The kernel benchmark subprocess in `benchmark.py` launched the child as bare `sys.executable`. Inside a Buck PAR `sys.executable` is the static-linked `#native-main#` interpreter; re-exec'ing it directly leaves it un-bootstrapped (no `LD_LIBRARY_PATH`/`PYTHONPATH`/`LD_PRELOAD` from the PAR `_bootstrap.sh`), so the benchmark child fails to load bundled shared libraries (e.g. `libevict-thrift-py3-extensions.so`). Every candidate then benchmarks as `inf` and `opt_manager` reports "did not produce an improved kernel".

KA already ships the bootstrap hook: `setup_internal_environment()` sets `KERNEL_PROFILER_PYTHON` to the PAR `_bootstrap.sh` (which rebuilds the env from `$0` before exec-ing the native main), but only `ncu_profiler.py` honored it. Route the benchmark child through the same hook, falling back to `sys.executable` when unset (OSS / non-PAR).

Reviewed By: stashuk-olek

Differential Revision: D107483498
---
 .../opt_worker_component/benchmarking/benchmark.py       | 9 ++++++++-
 1 file changed, 8 insertions(+), 1 deletion(-)
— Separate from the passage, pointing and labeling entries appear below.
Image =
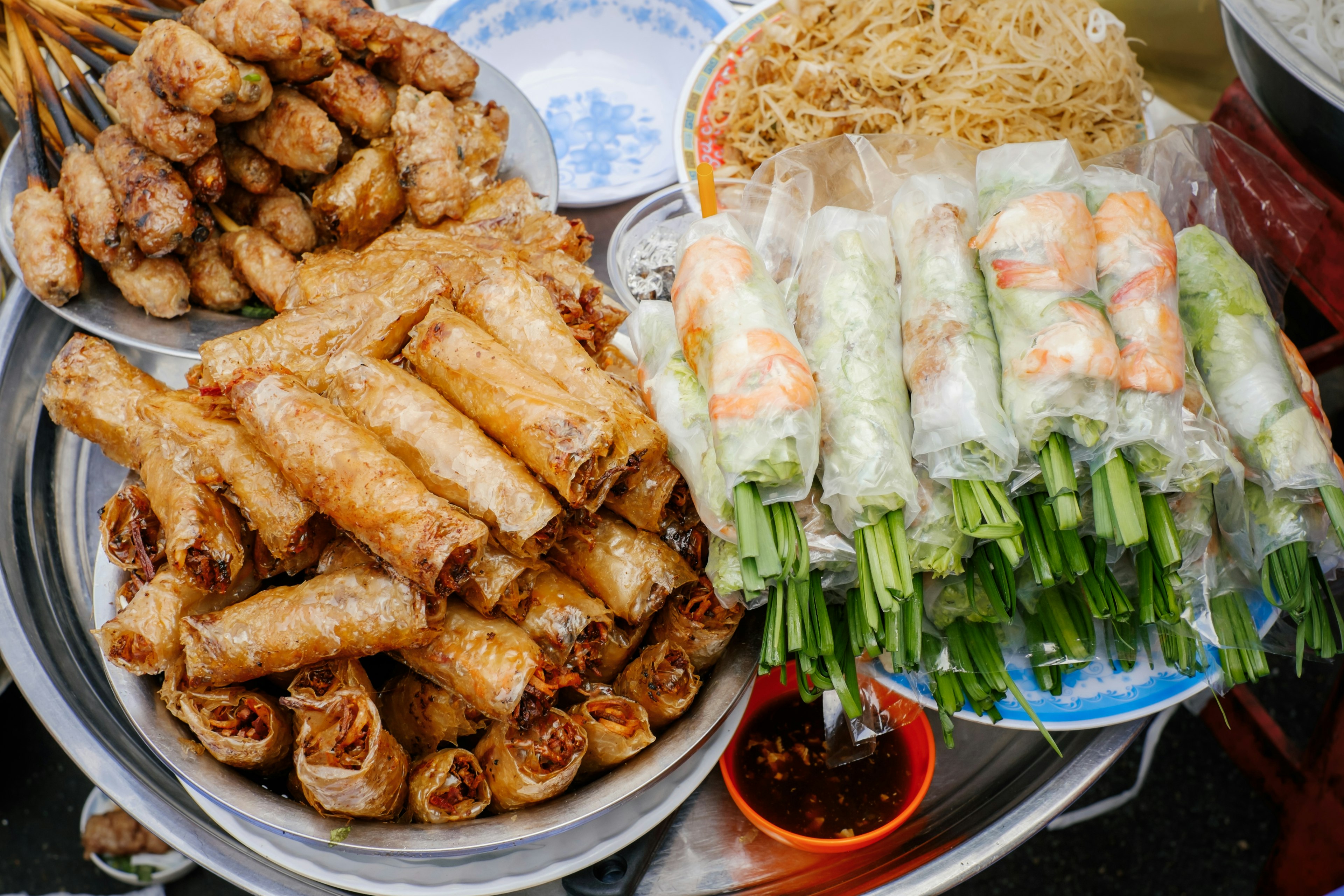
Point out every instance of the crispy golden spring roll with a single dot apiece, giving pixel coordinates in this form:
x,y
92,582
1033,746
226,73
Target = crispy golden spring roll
x,y
144,637
631,570
695,621
662,680
347,763
350,613
448,786
487,662
131,534
448,452
616,727
373,324
562,613
343,469
422,715
225,455
243,729
526,766
560,437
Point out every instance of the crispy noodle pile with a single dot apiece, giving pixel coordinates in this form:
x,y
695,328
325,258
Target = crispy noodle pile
x,y
988,72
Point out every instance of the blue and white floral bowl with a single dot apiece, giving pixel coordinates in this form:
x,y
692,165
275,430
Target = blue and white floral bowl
x,y
605,76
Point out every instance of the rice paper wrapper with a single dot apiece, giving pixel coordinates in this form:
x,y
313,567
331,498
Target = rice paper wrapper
x,y
949,350
764,407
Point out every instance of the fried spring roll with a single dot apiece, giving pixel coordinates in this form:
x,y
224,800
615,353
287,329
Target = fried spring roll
x,y
448,452
350,613
662,680
448,786
422,715
346,762
373,324
527,766
562,614
343,469
560,437
631,570
487,662
243,729
616,727
695,621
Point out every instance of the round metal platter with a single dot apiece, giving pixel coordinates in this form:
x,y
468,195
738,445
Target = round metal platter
x,y
101,311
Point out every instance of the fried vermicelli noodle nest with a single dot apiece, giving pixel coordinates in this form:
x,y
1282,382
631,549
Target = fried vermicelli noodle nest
x,y
987,72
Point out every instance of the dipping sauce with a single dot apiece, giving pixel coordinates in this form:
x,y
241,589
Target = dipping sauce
x,y
783,774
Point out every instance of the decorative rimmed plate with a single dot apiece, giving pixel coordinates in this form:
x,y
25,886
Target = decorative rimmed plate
x,y
101,311
605,76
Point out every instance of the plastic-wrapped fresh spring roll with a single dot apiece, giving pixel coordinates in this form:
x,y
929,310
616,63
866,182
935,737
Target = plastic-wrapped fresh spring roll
x,y
951,354
347,763
630,570
679,405
662,680
487,662
526,766
448,452
616,727
350,613
562,616
695,621
377,499
448,786
560,437
1136,276
144,639
243,729
1058,354
422,715
764,406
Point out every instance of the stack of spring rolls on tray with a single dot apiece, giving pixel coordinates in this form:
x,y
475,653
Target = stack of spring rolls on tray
x,y
417,458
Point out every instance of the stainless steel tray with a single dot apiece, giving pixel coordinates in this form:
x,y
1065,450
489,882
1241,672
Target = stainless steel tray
x,y
101,311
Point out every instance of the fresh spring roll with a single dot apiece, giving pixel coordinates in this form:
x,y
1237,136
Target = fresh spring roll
x,y
144,637
736,332
848,323
679,405
448,786
448,452
92,391
490,663
343,469
564,616
630,570
662,680
243,729
224,455
526,766
521,314
346,762
616,727
422,716
1038,250
502,583
949,355
560,437
695,621
350,613
373,324
1240,354
1136,277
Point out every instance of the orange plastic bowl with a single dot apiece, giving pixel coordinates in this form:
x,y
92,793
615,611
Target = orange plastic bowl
x,y
917,750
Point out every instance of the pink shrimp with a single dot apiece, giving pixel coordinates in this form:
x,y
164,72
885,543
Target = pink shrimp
x,y
1132,233
1084,346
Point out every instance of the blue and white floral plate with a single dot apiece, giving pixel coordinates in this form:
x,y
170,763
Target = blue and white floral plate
x,y
1094,696
605,76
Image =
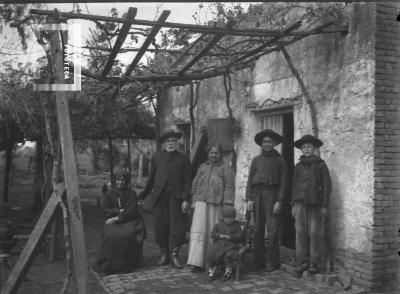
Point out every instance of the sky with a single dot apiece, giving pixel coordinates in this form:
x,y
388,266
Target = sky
x,y
180,12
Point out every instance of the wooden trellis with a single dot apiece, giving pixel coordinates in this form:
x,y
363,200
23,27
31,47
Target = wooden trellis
x,y
179,73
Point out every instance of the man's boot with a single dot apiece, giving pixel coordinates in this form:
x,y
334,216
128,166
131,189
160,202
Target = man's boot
x,y
164,257
175,261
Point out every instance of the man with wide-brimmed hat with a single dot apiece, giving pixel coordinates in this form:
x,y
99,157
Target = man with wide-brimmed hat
x,y
266,191
168,189
310,199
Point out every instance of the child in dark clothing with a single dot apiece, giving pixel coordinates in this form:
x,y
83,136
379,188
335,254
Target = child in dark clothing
x,y
310,201
226,235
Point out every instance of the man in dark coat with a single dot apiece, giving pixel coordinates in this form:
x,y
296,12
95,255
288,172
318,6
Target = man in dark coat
x,y
267,189
310,199
168,190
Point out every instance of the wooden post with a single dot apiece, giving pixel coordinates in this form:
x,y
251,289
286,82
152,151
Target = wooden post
x,y
70,172
111,161
140,169
129,164
9,147
26,257
54,225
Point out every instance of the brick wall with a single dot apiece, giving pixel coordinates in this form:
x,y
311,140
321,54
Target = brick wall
x,y
385,260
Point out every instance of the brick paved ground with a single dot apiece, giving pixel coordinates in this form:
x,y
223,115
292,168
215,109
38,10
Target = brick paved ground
x,y
167,279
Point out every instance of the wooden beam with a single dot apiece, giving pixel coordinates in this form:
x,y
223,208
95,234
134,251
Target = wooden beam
x,y
293,40
190,27
164,15
70,172
197,146
270,42
111,159
9,147
186,52
120,40
131,49
27,255
204,51
129,163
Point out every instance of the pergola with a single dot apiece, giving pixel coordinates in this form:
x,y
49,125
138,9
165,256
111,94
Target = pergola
x,y
182,70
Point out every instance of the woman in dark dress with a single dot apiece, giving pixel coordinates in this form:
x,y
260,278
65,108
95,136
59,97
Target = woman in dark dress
x,y
124,230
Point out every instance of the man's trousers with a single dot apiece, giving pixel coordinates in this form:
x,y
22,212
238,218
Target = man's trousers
x,y
169,222
264,201
308,223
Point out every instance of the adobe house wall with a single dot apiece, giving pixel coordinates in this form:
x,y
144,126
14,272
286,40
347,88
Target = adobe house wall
x,y
339,73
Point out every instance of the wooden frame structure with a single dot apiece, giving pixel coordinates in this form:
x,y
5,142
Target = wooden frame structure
x,y
180,73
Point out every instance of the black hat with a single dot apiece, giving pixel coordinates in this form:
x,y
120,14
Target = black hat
x,y
168,134
268,133
228,211
308,139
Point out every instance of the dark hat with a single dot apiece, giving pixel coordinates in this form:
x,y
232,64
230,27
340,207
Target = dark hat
x,y
228,211
308,139
169,134
268,133
215,145
120,172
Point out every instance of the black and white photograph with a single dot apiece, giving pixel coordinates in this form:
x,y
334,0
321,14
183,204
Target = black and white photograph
x,y
199,147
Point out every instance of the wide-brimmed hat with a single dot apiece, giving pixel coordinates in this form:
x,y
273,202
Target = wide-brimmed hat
x,y
228,211
308,139
169,134
268,133
120,172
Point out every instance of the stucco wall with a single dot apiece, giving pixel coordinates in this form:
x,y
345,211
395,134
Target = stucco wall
x,y
338,71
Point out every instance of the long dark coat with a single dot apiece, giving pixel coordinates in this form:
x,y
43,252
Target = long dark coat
x,y
122,245
170,169
220,247
311,182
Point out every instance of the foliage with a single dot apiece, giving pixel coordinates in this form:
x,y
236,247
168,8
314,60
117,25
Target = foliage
x,y
17,16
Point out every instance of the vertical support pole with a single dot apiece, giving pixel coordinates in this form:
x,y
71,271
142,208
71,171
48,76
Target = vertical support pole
x,y
7,169
54,225
70,172
111,161
129,163
140,170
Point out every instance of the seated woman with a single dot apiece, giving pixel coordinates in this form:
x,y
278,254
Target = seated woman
x,y
124,230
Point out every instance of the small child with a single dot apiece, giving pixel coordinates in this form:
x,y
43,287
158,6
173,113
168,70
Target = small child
x,y
310,200
227,235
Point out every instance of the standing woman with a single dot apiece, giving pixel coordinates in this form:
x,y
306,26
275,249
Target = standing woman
x,y
124,230
212,188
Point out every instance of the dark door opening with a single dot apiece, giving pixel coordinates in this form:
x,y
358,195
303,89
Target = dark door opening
x,y
281,121
287,234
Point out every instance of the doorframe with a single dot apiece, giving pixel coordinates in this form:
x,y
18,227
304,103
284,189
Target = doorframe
x,y
282,110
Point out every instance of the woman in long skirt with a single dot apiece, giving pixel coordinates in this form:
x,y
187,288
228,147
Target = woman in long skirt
x,y
212,188
124,230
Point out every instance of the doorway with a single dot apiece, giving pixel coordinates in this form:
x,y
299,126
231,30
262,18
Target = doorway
x,y
282,122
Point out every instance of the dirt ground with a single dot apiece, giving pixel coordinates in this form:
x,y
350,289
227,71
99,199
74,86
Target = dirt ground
x,y
45,276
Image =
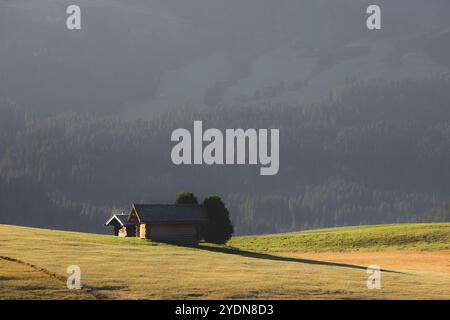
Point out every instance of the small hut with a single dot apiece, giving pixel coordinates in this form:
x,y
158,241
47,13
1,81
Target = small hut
x,y
122,227
168,223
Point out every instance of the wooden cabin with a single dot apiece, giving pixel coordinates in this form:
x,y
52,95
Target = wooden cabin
x,y
168,223
122,227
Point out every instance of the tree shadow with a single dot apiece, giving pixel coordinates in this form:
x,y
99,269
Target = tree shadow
x,y
265,256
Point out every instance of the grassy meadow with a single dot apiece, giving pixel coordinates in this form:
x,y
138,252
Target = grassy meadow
x,y
302,265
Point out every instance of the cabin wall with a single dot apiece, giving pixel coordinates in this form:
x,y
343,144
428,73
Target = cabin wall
x,y
144,231
176,233
129,231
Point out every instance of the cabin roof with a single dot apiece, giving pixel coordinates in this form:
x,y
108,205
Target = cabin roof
x,y
122,219
168,213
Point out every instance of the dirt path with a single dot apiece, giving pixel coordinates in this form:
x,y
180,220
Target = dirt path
x,y
397,260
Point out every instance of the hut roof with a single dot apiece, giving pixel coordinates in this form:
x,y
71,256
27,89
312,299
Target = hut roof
x,y
122,219
168,213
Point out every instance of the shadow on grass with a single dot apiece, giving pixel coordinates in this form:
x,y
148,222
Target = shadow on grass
x,y
265,256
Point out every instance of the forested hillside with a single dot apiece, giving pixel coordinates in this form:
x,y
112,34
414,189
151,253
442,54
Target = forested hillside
x,y
371,152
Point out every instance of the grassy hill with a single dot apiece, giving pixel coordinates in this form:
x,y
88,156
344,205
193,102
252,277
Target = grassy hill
x,y
33,263
422,237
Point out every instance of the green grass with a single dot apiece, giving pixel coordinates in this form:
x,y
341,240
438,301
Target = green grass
x,y
117,268
417,237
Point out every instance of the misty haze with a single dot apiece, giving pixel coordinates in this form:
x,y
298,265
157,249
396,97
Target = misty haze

diff --git a/triton_kernel_agent/opt_worker_component/benchmarking/benchmark.py b/triton_kernel_agent/opt_worker_component/benchmarking/benchmark.py
index 9f8314ac..46de3b34 100644
--- a/triton_kernel_agent/opt_worker_component/benchmarking/benchmark.py
+++ b/triton_kernel_agent/opt_worker_component/benchmarking/benchmark.py
@@ -20,6 +20,7 @@
 
 import json
 import logging
+import os
 import subprocess
 import sys
 import traceback
@@ -129,8 +130,14 @@ def benchmark_kernel(
                 results_json = self.artifacts_dir / "benchmark_results.json"
                 benchmark_script = Path(__file__).parent / "kernel_subprocess.py"
 
+                # Use KERNEL_PROFILER_PYTHON (the PAR bootstrap) when set, like
+                # ncu_profiler.py; bare sys.executable is un-bootstrapped in a PAR.
+                bench_python = (
+                    os.environ.get("KERNEL_PROFILER_PYTHON") or sys.executable
+                )
+
                 cmd = [
-                    sys.executable,
+                    bench_python,
                     str(benchmark_script),
                     "--problem",
                     str(problem_file),